R: using data.table := operations to calculate new columns
Another possible approach using later versions of data.table
:
library(data.table) #data.table_1.12.6 as of Nov 20, 2019
cols <- copy(names(DT))
DT[, c("MIN_DATE", "MAX_DATE") := .(DATE - 180L, DATE)]
DT[, PRIORAVG :=
.SD[.SD, on=.(TICKER, PERIOD, DATE>=MIN_DATE, DATE<=MAX_DATE),
by=.EACHI, {
subdat <- .SD[x.ID!=i.ID]
pavg <- if (subdat[, .N > 0L])
mean(subdat[, last(VALUE), ID]$V1, na.rm=TRUE)
else
NA_real_
c(setNames(mget(paste0("i.", cols)), cols), .(PRIORAVG=pavg))
}]$PRIORAVG
]
DT[, PREV := shift(VALUE), .(TICKER, PERIOD, ID)]
output:
TICKER PERIOD DATE ID VALUE MIN_DATE MAX_DATE PRIORAVG PREV
1: ABC 2010-12-31 2010-01-05 1 1.5 2009-07-09 2010-01-05 NA NA
2: ABC 2010-12-31 2010-01-08 1 1.4 2009-07-12 2010-01-08 1.30 1.5
3: ABC 2010-12-31 2010-01-10 1 1.4 2009-07-14 2010-01-10 1.45 1.4
4: ABC 2010-12-31 2010-01-13 1 1.5 2009-07-17 2010-01-13 1.40 1.4
5: ABC 2010-12-31 2010-04-01 1 1.7 2009-10-03 2010-04-01 1.40 1.5
6: ABC 2010-12-31 2010-01-07 2 1.3 2009-07-11 2010-01-07 1.50 NA
7: ABC 2010-12-31 2010-01-11 2 1.2 2009-07-15 2010-01-11 1.50 1.3
8: ABC 2010-12-31 2010-04-02 2 1.8 2009-10-04 2010-04-02 1.65 1.2
9: ABC 2010-12-31 2010-08-03 2 1.7 2010-02-04 2010-08-03 1.70 1.8
10: ABC 2010-12-31 2010-01-09 3 1.6 2009-07-13 2010-01-09 1.35 NA
11: DEF 2011-12-31 2011-02-05 1 2.3 2010-08-09 2011-02-05 NA NA
Great question.
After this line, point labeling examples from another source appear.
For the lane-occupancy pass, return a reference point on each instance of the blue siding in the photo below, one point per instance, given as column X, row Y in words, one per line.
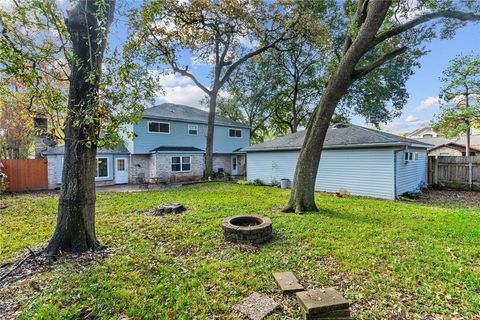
column 59, row 168
column 365, row 172
column 411, row 175
column 179, row 136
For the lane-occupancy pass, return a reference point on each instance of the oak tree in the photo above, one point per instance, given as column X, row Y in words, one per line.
column 460, row 109
column 42, row 49
column 377, row 33
column 220, row 34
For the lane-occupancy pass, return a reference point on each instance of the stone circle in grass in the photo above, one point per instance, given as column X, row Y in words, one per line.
column 247, row 229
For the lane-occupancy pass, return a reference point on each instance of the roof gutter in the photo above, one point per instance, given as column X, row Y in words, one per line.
column 237, row 125
column 345, row 146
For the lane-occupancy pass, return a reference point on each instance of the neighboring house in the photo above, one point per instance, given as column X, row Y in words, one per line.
column 452, row 147
column 425, row 132
column 363, row 161
column 169, row 147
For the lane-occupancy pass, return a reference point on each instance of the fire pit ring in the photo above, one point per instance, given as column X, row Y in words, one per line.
column 250, row 229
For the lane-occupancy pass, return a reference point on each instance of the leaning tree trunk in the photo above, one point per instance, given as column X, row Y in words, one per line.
column 302, row 197
column 75, row 230
column 210, row 134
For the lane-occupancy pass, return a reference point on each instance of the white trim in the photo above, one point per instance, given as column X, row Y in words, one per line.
column 107, row 177
column 161, row 122
column 115, row 169
column 236, row 129
column 188, row 129
column 235, row 157
column 181, row 163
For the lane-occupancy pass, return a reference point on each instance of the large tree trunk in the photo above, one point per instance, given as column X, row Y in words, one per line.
column 302, row 197
column 75, row 230
column 210, row 132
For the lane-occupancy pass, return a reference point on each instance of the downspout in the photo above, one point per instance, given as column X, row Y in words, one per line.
column 395, row 163
column 395, row 174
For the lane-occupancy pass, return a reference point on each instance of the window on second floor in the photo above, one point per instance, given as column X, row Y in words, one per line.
column 235, row 133
column 102, row 168
column 180, row 164
column 158, row 127
column 411, row 156
column 193, row 129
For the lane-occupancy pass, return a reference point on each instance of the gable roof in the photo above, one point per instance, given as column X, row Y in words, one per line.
column 61, row 150
column 419, row 131
column 339, row 136
column 175, row 148
column 179, row 112
column 460, row 141
column 435, row 141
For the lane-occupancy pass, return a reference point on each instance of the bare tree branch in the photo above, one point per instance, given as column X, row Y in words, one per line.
column 362, row 72
column 452, row 14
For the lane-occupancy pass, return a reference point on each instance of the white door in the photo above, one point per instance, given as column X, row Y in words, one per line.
column 121, row 170
column 234, row 166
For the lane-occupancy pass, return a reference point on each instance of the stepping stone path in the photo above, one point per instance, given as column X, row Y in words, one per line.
column 256, row 306
column 325, row 303
column 168, row 208
column 287, row 282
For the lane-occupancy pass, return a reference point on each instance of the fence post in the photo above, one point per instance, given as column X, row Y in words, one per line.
column 435, row 170
column 470, row 173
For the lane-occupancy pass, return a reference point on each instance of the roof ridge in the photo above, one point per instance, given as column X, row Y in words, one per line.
column 380, row 133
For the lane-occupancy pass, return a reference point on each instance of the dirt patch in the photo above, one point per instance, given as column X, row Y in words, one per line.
column 21, row 276
column 449, row 197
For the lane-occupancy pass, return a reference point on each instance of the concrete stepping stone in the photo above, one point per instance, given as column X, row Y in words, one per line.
column 325, row 303
column 287, row 282
column 256, row 306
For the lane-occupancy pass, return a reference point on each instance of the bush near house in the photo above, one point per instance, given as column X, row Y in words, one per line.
column 388, row 257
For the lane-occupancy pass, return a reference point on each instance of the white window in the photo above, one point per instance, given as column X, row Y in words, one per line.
column 180, row 164
column 409, row 156
column 120, row 164
column 235, row 133
column 158, row 127
column 193, row 129
column 102, row 168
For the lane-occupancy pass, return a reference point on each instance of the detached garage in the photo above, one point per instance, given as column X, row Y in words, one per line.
column 363, row 161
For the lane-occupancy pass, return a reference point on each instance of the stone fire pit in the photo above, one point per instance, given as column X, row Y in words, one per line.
column 250, row 229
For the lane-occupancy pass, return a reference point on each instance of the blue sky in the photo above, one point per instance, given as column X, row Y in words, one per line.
column 423, row 87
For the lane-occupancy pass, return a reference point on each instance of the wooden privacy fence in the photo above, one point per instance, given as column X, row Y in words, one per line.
column 454, row 172
column 25, row 175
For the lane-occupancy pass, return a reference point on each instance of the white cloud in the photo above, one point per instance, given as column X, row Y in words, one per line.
column 178, row 89
column 411, row 119
column 409, row 124
column 429, row 103
column 170, row 79
column 189, row 95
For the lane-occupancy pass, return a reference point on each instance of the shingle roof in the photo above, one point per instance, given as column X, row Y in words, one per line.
column 474, row 140
column 185, row 113
column 343, row 135
column 61, row 150
column 462, row 141
column 435, row 141
column 175, row 148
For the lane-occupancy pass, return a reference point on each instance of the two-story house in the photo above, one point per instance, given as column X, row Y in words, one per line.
column 169, row 146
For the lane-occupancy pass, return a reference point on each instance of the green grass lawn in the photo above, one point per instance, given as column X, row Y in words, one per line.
column 386, row 257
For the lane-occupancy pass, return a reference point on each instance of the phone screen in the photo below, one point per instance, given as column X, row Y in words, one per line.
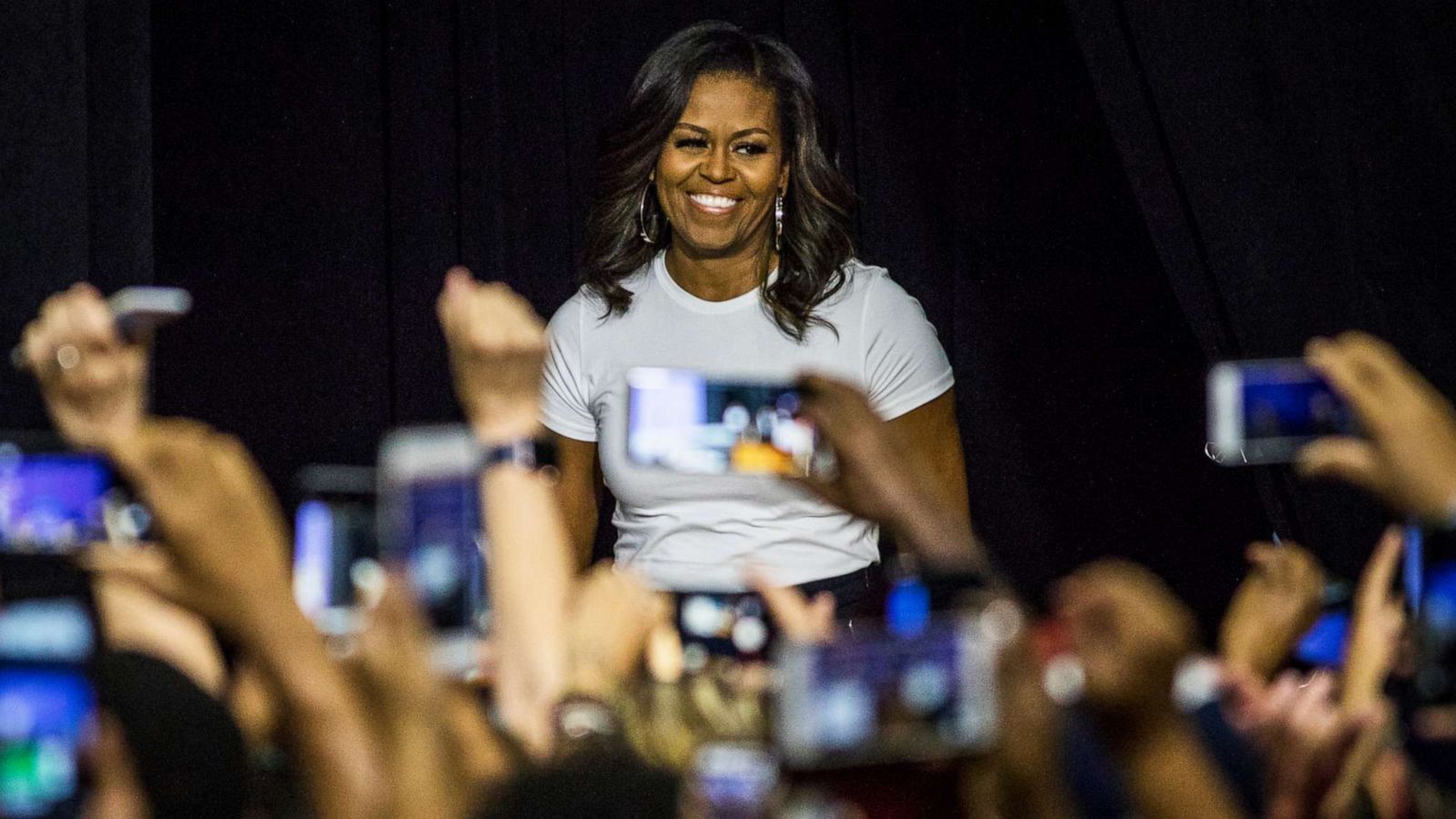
column 734, row 782
column 47, row 704
column 684, row 421
column 439, row 544
column 1264, row 411
column 51, row 501
column 723, row 624
column 329, row 538
column 1324, row 644
column 887, row 698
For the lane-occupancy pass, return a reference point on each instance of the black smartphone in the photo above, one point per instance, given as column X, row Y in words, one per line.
column 734, row 782
column 718, row 624
column 334, row 530
column 430, row 525
column 689, row 421
column 47, row 697
column 877, row 697
column 1263, row 411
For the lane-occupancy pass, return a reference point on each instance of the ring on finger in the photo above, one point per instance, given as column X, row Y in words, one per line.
column 67, row 356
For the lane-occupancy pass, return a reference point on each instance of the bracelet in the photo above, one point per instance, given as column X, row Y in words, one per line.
column 579, row 716
column 531, row 455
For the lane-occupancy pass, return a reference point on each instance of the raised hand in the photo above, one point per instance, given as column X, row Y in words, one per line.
column 218, row 521
column 608, row 630
column 1409, row 457
column 878, row 480
column 1276, row 603
column 497, row 349
column 95, row 383
column 795, row 615
column 1375, row 627
column 1130, row 634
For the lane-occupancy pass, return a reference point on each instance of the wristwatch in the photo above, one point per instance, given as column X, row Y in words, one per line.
column 579, row 717
column 535, row 455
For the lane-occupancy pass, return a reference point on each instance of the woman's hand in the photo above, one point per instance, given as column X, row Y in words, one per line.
column 1375, row 627
column 223, row 532
column 95, row 383
column 880, row 480
column 795, row 615
column 1276, row 603
column 1409, row 457
column 608, row 632
column 497, row 349
column 875, row 479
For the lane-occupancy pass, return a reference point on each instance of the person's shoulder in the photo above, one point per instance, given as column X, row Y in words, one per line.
column 861, row 283
column 587, row 308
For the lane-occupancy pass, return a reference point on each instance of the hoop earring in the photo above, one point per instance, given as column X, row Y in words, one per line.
column 778, row 222
column 642, row 232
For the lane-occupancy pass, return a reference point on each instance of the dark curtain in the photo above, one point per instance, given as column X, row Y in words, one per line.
column 75, row 162
column 318, row 167
column 1296, row 167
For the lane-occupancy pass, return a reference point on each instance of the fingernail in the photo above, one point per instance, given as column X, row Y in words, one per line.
column 369, row 581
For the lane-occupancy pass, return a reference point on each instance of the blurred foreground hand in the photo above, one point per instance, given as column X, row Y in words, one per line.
column 1409, row 455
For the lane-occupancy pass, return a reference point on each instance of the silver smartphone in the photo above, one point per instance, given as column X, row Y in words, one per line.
column 430, row 526
column 874, row 697
column 689, row 421
column 1263, row 411
column 334, row 531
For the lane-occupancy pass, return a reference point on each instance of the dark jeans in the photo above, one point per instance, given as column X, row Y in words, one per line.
column 856, row 595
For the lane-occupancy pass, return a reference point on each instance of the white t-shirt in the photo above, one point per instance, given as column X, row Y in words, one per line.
column 698, row 531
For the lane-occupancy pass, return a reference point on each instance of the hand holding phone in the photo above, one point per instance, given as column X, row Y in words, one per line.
column 713, row 624
column 877, row 697
column 688, row 421
column 1409, row 455
column 92, row 378
column 334, row 530
column 430, row 525
column 1263, row 411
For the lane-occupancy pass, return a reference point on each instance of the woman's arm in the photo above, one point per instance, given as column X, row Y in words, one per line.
column 934, row 440
column 579, row 491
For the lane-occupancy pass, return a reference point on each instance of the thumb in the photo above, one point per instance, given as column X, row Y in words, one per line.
column 1343, row 458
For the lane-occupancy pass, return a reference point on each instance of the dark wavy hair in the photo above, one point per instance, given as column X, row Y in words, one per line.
column 817, row 205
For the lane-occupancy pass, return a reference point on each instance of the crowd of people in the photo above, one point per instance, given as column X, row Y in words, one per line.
column 375, row 732
column 218, row 697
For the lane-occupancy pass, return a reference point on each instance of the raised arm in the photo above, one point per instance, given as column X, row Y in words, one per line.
column 497, row 347
column 579, row 491
column 225, row 535
column 887, row 479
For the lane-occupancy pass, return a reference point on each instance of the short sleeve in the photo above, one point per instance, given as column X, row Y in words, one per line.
column 905, row 363
column 565, row 402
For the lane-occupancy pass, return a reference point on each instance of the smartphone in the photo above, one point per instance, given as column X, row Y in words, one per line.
column 334, row 530
column 51, row 500
column 686, row 421
column 137, row 312
column 47, row 704
column 874, row 697
column 715, row 624
column 734, row 782
column 430, row 525
column 1264, row 411
column 140, row 310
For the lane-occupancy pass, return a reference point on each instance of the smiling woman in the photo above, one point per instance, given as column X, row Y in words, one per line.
column 720, row 242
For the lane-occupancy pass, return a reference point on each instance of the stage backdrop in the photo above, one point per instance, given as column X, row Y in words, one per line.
column 315, row 167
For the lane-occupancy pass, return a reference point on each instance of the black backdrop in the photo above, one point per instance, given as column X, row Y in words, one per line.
column 1088, row 205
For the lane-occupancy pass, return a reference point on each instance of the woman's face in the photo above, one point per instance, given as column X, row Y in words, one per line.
column 723, row 167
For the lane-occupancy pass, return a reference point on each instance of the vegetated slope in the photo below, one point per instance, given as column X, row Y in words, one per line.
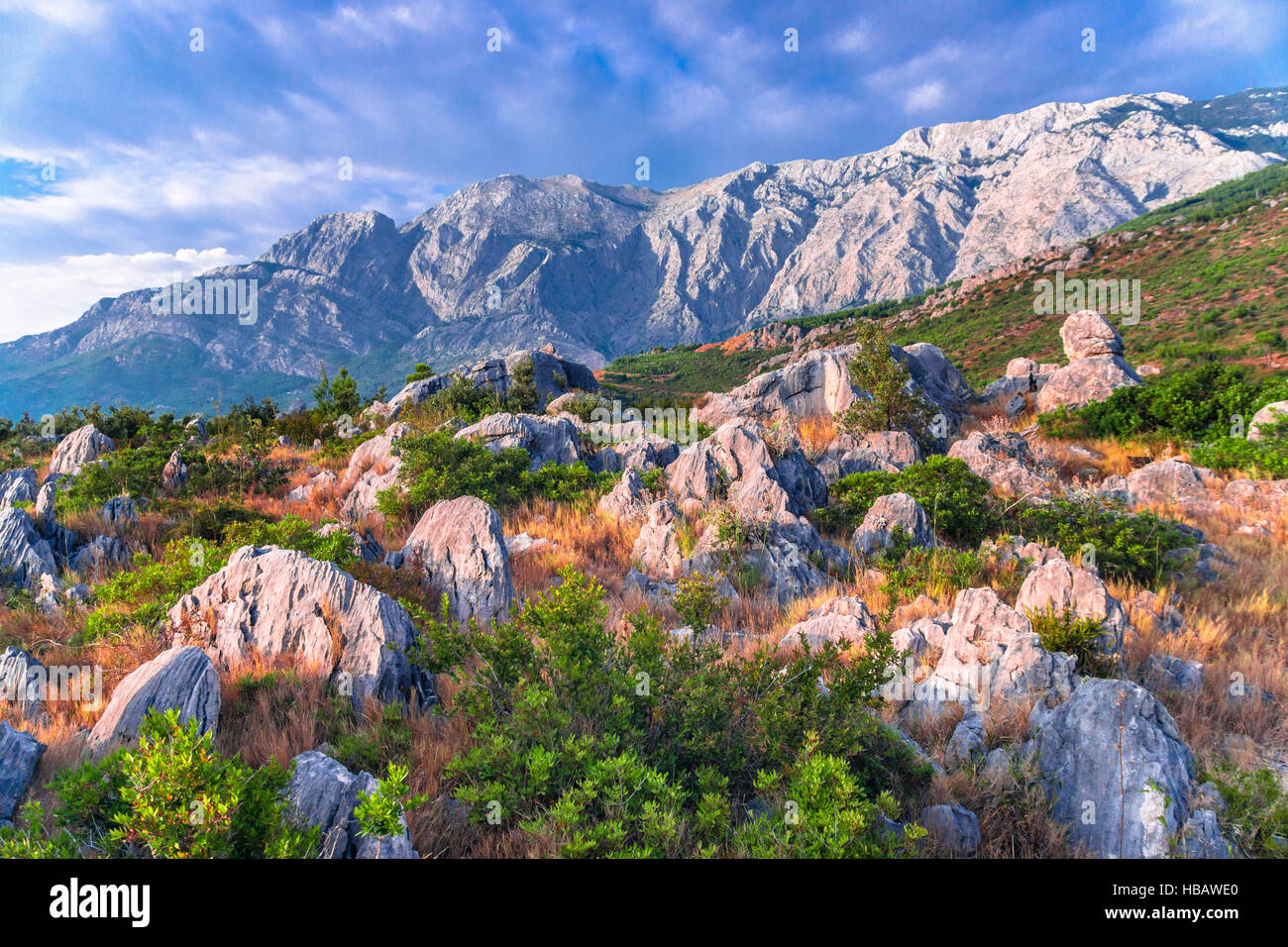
column 1214, row 283
column 601, row 270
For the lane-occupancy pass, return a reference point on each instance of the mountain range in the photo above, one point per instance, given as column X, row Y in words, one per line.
column 601, row 270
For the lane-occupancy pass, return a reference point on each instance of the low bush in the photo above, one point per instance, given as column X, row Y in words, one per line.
column 956, row 499
column 1188, row 405
column 599, row 744
column 1067, row 633
column 439, row 467
column 168, row 796
column 1127, row 547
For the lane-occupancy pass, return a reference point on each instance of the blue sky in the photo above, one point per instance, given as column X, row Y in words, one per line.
column 166, row 159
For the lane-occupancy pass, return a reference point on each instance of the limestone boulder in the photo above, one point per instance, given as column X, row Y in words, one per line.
column 459, row 548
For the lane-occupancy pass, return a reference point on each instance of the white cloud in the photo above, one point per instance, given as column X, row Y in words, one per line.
column 923, row 97
column 1198, row 26
column 39, row 296
column 854, row 39
column 80, row 16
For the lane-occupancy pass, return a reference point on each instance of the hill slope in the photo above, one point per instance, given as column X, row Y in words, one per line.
column 1214, row 282
column 603, row 270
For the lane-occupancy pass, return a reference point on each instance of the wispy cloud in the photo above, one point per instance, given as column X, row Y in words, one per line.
column 159, row 147
column 39, row 296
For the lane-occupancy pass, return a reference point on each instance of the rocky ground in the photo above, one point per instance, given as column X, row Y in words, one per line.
column 1136, row 742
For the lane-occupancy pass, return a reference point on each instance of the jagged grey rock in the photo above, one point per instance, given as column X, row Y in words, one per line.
column 1086, row 380
column 323, row 793
column 657, row 548
column 1171, row 482
column 82, row 446
column 1006, row 462
column 644, row 453
column 411, row 393
column 20, row 755
column 22, row 681
column 546, row 440
column 373, row 467
column 552, row 375
column 26, row 557
column 967, row 740
column 1116, row 767
column 18, row 486
column 1060, row 586
column 1266, row 418
column 991, row 656
column 1016, row 549
column 1201, row 838
column 181, row 678
column 459, row 548
column 881, row 450
column 952, row 826
column 844, row 620
column 1086, row 334
column 174, row 474
column 270, row 603
column 819, row 385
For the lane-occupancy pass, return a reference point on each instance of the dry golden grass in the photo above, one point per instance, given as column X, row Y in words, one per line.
column 1237, row 628
column 814, row 434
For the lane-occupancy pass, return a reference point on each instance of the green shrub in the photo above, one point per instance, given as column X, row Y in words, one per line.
column 172, row 796
column 954, row 497
column 1127, row 547
column 1261, row 459
column 1192, row 403
column 696, row 602
column 1069, row 634
column 876, row 371
column 567, row 715
column 380, row 812
column 819, row 812
column 1256, row 814
column 439, row 467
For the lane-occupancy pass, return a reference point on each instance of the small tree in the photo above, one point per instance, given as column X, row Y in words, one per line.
column 880, row 373
column 420, row 372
Try this :
dt
TICKER PERIOD DATE ID VALUE
[1,] ABC 2010-12-31 2010-01-05 1 1.5
[2,] ABC 2010-12-31 2010-01-08 1 1.4
[3,] ABC 2010-12-31 2010-01-10 1 1.4
[4,] ABC 2010-12-31 2010-01-13 1 1.5
[5,] ABC 2010-12-31 2010-01-07 2 1.3
[6,] ABC 2010-12-31 2010-01-11 2 1.2
[7,] ABC 2010-12-31 2010-01-09 3 1.6
[8,] DEF 2011-12-31 2011-02-05 1 2.3
ids = unique(dt$ID)
dt[,PRIORAVG:=NA_real_]
for (i in 1:nrow(dt))
dt[i,PRIORAVG:=dt[J(TICKER[i],PERIOD[i],setdiff(ids,ID[i]),DATE[i]),
mean(VALUE,na.rm=TRUE),roll=TRUE,mult="last"]]
dt
TICKER PERIOD DATE ID VALUE PRIORAVG
[1,] ABC 2010-12-31 2010-01-05 1 1.5 NA
[2,] ABC 2010-12-31 2010-01-08 1 1.4 1.30
[3,] ABC 2010-12-31 2010-01-10 1 1.4 1.45
[4,] ABC 2010-12-31 2010-01-13 1 1.5 1.40
[5,] ABC 2010-12-31 2010-01-07 2 1.3 1.50
[6,] ABC 2010-12-31 2010-01-11 2 1.2 1.50
[7,] ABC 2010-12-31 2010-01-09 3 1.6 1.35
[8,] DEF 2011-12-31 2011-02-05 1 2.3 NA
Then what you had already with a slight simplification ...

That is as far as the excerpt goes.